[
https://issues.apache.org/jira/browse/RATIS-2278?page=com.atlassian.jira.plugin.system.issuetabpanels:all-tabpanel
]
Xinhao GU updated RATIS-2278:
-----------------------------
Description:
h2. *Problem Description*
When a follower receives overlapping {{appendEntries}} requests from the
leader, it may throw an {{IllegalStateException}} during log index validation.
Specifically, the {{NavigableIndices}} class fails to handle concurrent log
appends properly, causing the follower to incorrectly reject valid entries with
an "index mismatch" error.
h2. *Steps to Reproduce*
# {*}Cluster Setup{*}: Deploy a Raft group with at least 1 leader and 2
followers.
# {*}High Concurrency Scenario{*}: Trigger frequent {{appendEntries}} requests
from the leader to a follower.
# {*}Overlapping Requests{*}: Ensure two threads ({{{}thread-1{}}} and
{{{}thread-2{}}}) process {{appendEntries}} requests simultaneously:
** {{thread-1}} appends logs with indices {{16093–16185}} and enters
{{state.getLog().append()}} but hasn’t invoked {{{}removeExisting(){}}}.

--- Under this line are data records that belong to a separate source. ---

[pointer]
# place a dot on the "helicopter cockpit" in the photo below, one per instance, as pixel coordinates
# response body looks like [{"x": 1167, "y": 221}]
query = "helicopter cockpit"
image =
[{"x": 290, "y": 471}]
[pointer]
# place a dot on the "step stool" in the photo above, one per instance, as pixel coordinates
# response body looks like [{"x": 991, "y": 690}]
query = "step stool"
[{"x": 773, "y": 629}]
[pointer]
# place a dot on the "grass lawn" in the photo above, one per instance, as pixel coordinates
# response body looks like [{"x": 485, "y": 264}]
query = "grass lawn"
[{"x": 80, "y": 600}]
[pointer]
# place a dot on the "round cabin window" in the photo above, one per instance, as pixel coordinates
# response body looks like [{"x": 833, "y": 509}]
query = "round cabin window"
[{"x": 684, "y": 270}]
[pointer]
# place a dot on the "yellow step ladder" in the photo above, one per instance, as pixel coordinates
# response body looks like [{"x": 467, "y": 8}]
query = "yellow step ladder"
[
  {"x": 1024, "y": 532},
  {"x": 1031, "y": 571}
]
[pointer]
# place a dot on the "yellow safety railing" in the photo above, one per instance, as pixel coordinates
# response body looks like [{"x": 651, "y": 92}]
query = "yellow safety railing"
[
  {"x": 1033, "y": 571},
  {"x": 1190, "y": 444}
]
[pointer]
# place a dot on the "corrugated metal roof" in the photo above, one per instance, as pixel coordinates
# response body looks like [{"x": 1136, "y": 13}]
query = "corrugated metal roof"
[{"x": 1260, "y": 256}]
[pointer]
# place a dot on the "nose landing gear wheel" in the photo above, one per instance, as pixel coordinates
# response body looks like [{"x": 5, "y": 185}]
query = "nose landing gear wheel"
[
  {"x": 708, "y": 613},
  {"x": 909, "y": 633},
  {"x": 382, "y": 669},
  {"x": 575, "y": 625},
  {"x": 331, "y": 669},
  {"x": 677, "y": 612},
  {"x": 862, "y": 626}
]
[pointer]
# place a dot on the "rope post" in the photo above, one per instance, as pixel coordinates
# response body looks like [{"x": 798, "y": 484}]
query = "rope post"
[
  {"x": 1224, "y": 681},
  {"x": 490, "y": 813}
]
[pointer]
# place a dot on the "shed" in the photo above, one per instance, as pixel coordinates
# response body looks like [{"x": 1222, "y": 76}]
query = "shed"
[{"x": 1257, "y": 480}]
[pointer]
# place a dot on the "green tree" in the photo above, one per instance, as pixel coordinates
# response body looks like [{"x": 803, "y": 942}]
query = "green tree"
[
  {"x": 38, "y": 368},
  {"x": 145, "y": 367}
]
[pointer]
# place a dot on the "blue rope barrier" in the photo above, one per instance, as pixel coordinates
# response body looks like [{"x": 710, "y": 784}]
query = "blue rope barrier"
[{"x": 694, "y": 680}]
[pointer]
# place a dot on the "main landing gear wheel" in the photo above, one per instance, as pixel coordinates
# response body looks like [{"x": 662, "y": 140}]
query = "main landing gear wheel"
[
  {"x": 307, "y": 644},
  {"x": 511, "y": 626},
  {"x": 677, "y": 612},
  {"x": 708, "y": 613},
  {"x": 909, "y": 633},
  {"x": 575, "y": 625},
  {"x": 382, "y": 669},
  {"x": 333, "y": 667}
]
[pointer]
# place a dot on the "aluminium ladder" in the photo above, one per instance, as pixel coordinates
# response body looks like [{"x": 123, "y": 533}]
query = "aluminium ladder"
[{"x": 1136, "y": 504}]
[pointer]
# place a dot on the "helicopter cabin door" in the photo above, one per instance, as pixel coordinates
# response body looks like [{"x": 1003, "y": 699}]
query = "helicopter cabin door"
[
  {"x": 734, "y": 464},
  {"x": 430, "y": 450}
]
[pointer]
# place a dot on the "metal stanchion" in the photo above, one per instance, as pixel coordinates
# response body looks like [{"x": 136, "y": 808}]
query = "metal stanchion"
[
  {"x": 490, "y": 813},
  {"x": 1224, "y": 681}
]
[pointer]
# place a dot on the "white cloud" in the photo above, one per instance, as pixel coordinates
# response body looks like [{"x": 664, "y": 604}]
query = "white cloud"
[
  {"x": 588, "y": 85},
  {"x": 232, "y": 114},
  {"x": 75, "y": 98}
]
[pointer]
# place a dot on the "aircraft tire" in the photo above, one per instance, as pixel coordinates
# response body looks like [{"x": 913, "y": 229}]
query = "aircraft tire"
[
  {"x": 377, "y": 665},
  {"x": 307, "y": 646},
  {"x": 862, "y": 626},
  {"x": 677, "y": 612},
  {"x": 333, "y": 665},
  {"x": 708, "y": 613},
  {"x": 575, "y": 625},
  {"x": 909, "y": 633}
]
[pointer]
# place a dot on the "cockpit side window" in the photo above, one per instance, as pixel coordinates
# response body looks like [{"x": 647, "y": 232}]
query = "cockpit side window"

** {{thread-2}} attempts to append logs starting at index {{16093}} (from a
new request) while {{thread-1}} is still processing.
# {*}Validation Failure{*}: The {{NavigableIndices.append()}} method detects a
gap between {{{}thread-1{}}}'s last index ({{{}16185{}}}) and
{{{}thread-2{}}}'s start index ({{{}16093{}}}), throwing an error.
h2. *Expected Behavior*
Concurrent {{appendEntries}} requests should be serialized or validated
atomically to prevent index gaps. Followers should accept logs as long as they
pass the initial {{ConsecutiveIndices.convert()}} check.
h2. *Actual Behavior*
{code:java}
2025-03-04 05:44:14,946 [7-server-thread2] ERROR o.a.r.s.i.RaftServerImpl:1488
- 7@group-000200000000: Failed appendEntries 8->7#73-t49,previous=(t:3,
i:16092),leaderCommit=16184,initializing? false,entries: size=93, first=(t:4,
i:16093),
CONFIGURATIONENTRY(current:id:"6"address:"172.16.2.14:10750"startupRole:FOLLOWER,
id:"7"address:"172.16.2.15:10750"startupRole:FOLLOWER,
id:"8"address:"172.16.2.11:10750"startupRole:FOLLOWER, old
java.lang.IllegalStateException: startIndex: expected == 16186 but computed ==
16093 at org.apache.ratis.util.Preconditions.assertTrue(Preconditions.java:77)
at org.apache.ratis.util.Preconditions.assertSame(Preconditions.java:87)
at
org.apache.ratis.server.impl.ServerImplUtils$NavigableIndices.append(ServerImplUtils.java:144)
at
org.apache.ratis.server.impl.RaftServerImpl.appendLog(RaftServerImpl.java:1631)
at
org.apache.ratis.server.impl.RaftServerImpl.appendEntriesAsync(RaftServerImpl.java:1596)
at
org.apache.ratis.server.impl.RaftServerImpl.appendEntriesAsync(RaftServerImpl.java:1486)
at
org.apache.ratis.server.impl.RaftServerProxy.lambda$null$28(RaftServerProxy.java:646)
at org.apache.ratis.util.JavaUtils.callAsUnchecked(JavaUtils.java:118)
at
org.apache.ratis.server.impl.RaftServerImpl.lambda$executeSubmitServerRequestAsync$10(RaftServerImpl.java:906)
at
java.base/java.util.concurrent.CompletableFuture$AsyncSupply.run(CompletableFuture.java:1768)
at
java.base/java.util.concurrent.ThreadPoolExecutor.runWorker(ThreadPoolExecutor.java:1136)
at
java.base/java.util.concurrent.ThreadPoolExecutor$Worker.run(ThreadPoolExecutor.java:635)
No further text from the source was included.